Bavaria: Landtag SPD calls for wheel law – Bavaria

The Landtag SPD is calling for its own Bavarian cycling law. The goal behind this is to increase the share of cycling in the total traffic volume to 30 percent by 2030. To this end, investments in cycle paths are to be increased and accelerated, and there is to be a separate demand plan for cycle superhighways. Municipalities should be given more support in expanding cycling. The current speed of the state government is not enough for the SPD.

The Greens also want to submit a similar bill soon. “The bike has enormous potential, the prerequisites are safe cycle paths and good parking facilities. Examples such as Copenhagen show that,” said the spokesman for mobility for the Greens in the Landtag, Markus Büchler. The initiative is to be debated in the state parliament on November 23. “We have to significantly improve cycling in Bavaria. It has to become so attractive that more people choose to cycle on a daily basis,” said SPD traffic expert Inge Aures of the German press agency in Munich. Bavaria has to ignite the turbo when it comes to cycling. “The climate change can only succeed with a good network of cycle paths. Bavaria has a lot of catching up to do here.”
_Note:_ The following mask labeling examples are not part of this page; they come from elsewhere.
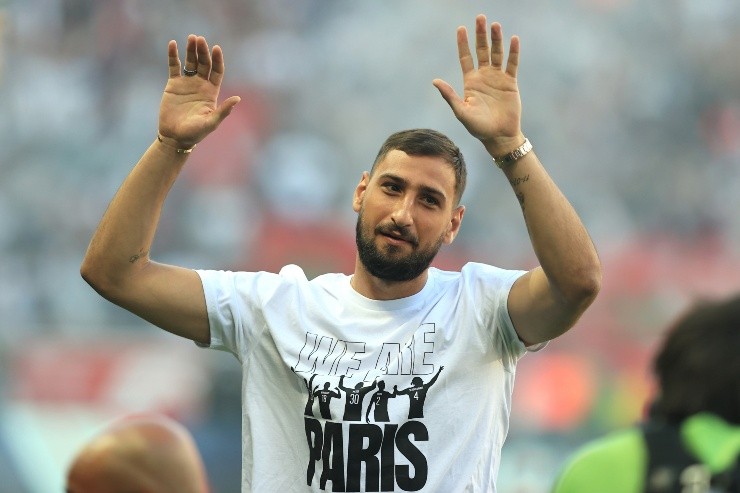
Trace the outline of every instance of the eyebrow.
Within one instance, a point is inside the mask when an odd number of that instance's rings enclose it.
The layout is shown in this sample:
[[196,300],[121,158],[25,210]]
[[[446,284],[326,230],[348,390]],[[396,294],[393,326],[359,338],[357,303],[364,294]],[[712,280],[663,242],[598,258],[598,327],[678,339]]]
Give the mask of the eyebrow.
[[[378,181],[387,179],[392,180],[400,185],[403,185],[405,187],[409,186],[408,180],[401,178],[398,175],[394,175],[393,173],[382,173],[380,176],[378,176]],[[437,197],[440,200],[446,200],[447,195],[442,190],[439,190],[438,188],[430,187],[429,185],[419,185],[419,191],[422,193],[425,193],[427,195],[433,195]]]

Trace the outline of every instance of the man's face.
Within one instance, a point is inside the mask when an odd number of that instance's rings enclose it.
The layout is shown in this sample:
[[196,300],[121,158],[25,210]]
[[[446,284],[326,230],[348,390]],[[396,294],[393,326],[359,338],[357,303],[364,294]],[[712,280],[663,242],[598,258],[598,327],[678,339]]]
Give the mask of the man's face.
[[464,208],[455,206],[455,174],[439,157],[393,150],[355,190],[356,242],[373,276],[408,281],[421,275],[442,244],[451,243]]

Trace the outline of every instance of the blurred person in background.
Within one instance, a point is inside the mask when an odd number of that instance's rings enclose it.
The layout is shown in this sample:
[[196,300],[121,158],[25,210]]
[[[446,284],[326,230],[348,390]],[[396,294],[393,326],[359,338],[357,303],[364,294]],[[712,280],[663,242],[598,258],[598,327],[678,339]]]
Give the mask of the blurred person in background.
[[647,419],[586,444],[554,493],[740,492],[740,296],[695,305],[653,360]]
[[[463,96],[433,84],[511,184],[540,262],[530,271],[430,267],[459,231],[466,169],[458,147],[427,129],[392,134],[362,174],[353,275],[154,262],[170,187],[239,102],[218,104],[221,47],[190,35],[181,65],[169,43],[159,135],[105,212],[81,274],[113,303],[238,358],[244,492],[495,491],[517,361],[570,329],[600,289],[594,245],[522,133],[519,38],[506,58],[500,24],[479,15],[474,54],[464,27],[457,46]],[[409,397],[391,399],[382,423],[340,418],[343,407],[367,409],[360,392],[315,394],[318,417],[306,386],[379,380]]]
[[93,437],[67,473],[67,493],[208,493],[190,432],[164,415],[121,418]]

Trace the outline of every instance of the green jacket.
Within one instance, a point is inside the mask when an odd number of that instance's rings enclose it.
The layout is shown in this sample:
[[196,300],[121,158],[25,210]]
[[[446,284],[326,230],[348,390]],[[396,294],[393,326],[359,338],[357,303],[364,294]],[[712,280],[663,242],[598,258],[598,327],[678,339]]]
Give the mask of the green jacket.
[[[740,426],[712,414],[686,419],[681,437],[713,474],[732,467],[740,453]],[[576,451],[557,477],[553,493],[642,493],[647,459],[639,428],[611,433]]]

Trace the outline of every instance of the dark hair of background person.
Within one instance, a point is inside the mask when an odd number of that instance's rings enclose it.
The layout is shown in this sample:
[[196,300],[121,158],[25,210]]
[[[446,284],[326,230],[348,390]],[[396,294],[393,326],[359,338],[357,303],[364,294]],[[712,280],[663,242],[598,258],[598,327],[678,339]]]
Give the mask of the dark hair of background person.
[[653,363],[650,414],[680,422],[710,412],[740,424],[740,296],[702,301],[667,331]]

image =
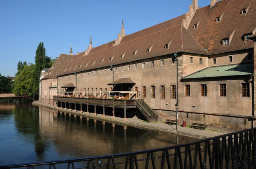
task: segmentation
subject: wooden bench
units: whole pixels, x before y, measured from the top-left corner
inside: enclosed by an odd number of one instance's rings
[[[179,123],[179,121],[177,121],[177,123]],[[175,120],[166,120],[166,124],[170,124],[176,125],[176,121]]]
[[[202,129],[202,130],[203,130],[205,129],[208,126],[207,124],[193,123],[191,126],[192,128],[195,128],[195,129]]]

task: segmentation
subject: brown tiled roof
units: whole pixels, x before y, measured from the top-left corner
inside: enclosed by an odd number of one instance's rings
[[[169,49],[164,50],[165,44],[172,41]],[[153,47],[149,54],[146,50]],[[135,57],[132,56],[133,52],[138,51]],[[134,60],[147,59],[157,56],[166,55],[175,52],[186,51],[207,54],[205,51],[193,38],[187,31],[181,25],[162,31],[143,38],[123,43],[98,52],[79,57],[70,62],[66,68],[66,71],[59,75],[79,72],[101,67],[110,66]],[[123,55],[120,59],[120,56]],[[113,57],[111,62],[109,59]],[[104,60],[102,63],[100,61]],[[92,63],[94,62],[92,65]],[[86,67],[85,65],[87,63]]]
[[[115,84],[135,84],[130,77],[125,77],[119,79],[114,82],[108,84],[108,85],[115,85]]]
[[[69,62],[73,59],[76,56],[76,55],[61,54],[42,79],[56,78],[57,75],[63,72],[64,68],[67,66]]]
[[[241,11],[249,6],[248,12],[242,15]],[[216,23],[216,18],[222,14],[221,21]],[[212,8],[207,6],[198,9],[188,31],[209,54],[252,48],[253,42],[244,42],[243,36],[256,28],[256,16],[255,0],[222,0]],[[193,25],[198,23],[197,28],[194,28]],[[222,39],[228,38],[233,31],[230,44],[223,46]]]
[[[67,84],[64,86],[61,86],[61,88],[65,88],[65,87],[76,87],[76,86],[73,83],[69,83],[68,84]]]
[[[125,43],[128,42],[159,32],[163,30],[172,28],[174,26],[180,25],[182,23],[183,19],[185,19],[185,15],[184,14],[126,36],[122,38],[120,44]]]

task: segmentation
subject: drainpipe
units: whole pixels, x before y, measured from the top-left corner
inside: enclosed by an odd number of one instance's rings
[[[112,71],[112,74],[113,76],[113,82],[114,82],[114,69],[113,68],[113,66],[112,65],[110,65],[110,70]]]
[[[252,128],[254,128],[254,74],[250,75],[252,80]]]
[[[176,132],[178,131],[178,107],[179,106],[179,81],[178,81],[178,55],[177,53],[174,53],[174,56],[176,59],[176,81],[177,81],[177,94],[176,94],[176,104],[175,108],[176,108]]]
[[[76,92],[78,91],[78,88],[77,87],[77,76],[76,72],[75,72],[75,76],[76,76]]]

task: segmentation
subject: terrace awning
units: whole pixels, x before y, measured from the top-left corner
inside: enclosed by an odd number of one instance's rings
[[[135,84],[130,77],[125,77],[119,79],[114,82],[108,84],[108,85],[113,85],[117,84]]]
[[[69,83],[61,87],[61,88],[68,88],[68,87],[76,87],[76,86],[73,83]]]

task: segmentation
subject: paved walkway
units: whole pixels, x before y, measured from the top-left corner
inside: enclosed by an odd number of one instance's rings
[[[149,123],[140,120],[136,116],[132,118],[127,118],[126,122],[124,121],[124,119],[121,118],[116,117],[115,119],[112,116],[106,115],[103,117],[102,115],[97,114],[96,115],[93,113],[87,113],[86,112],[81,113],[79,111],[66,110],[65,109],[57,108],[53,107],[52,104],[43,104],[38,101],[34,101],[32,104],[36,106],[45,107],[49,108],[58,110],[58,111],[72,114],[82,115],[82,116],[89,117],[92,118],[104,121],[111,123],[119,124],[121,125],[129,126],[134,127],[142,129],[160,131],[168,133],[172,133],[175,135],[185,136],[199,139],[204,139],[207,138],[216,136],[226,134],[227,132],[218,131],[214,131],[206,129],[204,130],[199,129],[192,129],[188,127],[182,127],[178,126],[178,132],[176,132],[176,126],[166,124],[163,122]]]

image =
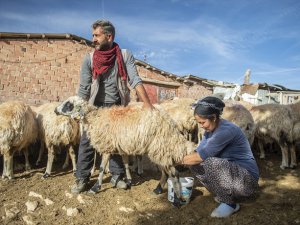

In 2017, the state government set the goal of increasing the share of cycling in total traffic volume from ten to 20 percent by 2025. However, Aures called the previous balance of the Bavarian cycling program disappointing. She refers to the answers of the Ministry of Construction and Transport to a written question: According to this, only 323 kilometers of cycle paths on state roads and federal roads in Bavaria have been added in the past three years – of which only 220 kilometers on state roads. Not a kilometer of the announced cycle superhighways has yet been built, and all projects are still in the planning phase. Of the 14,500 kilometers of state roads, only 4,050 kilometers have so far been equipped with cycle paths.

Concept for car-free city centers required

“The state government has only built 220 kilometers of new cycle paths on its roads in three years,” criticized Aures. Cycle superhighways have not yet been implemented at all, despite planning since 2015, and there is a lack of parking spaces for bicycles everywhere. “That is a meager record. We as legislators now have to make clear guidelines in order to accelerate the expansion,” she demanded. That is why the SPD was the first parliamentary group to submit a draft of its own Bavarian wheel law. Now the state parliament is called upon.

In several parallel applications, the SPD also calls for several competence and advice centers across Bavaria for planning and promoting cycle path construction. And it requires the state government to develop and tender a concept for the introduction of a car-free inner city in seven model cities (one for each administrative district). “We need a funding program here in order to pursue this innovative approach, which has already been successfully implemented abroad,” she said. “In this way we ensure good air and less noise in our beautiful inner cities, which can also attract more tourists as a result.”

In their design, the Greens also want cycle superhighways based on the models of Baden-Württemberg and North Rhine-Westphalia and the legal anchoring of the priority of pedestrian and bicycle traffic as well as public transport in traffic planning. There should be a traffic-calmed zone in front of schools, a state agency should support the more than 2000 municipalities in the Free State, for example, with the planning of their cycling concepts.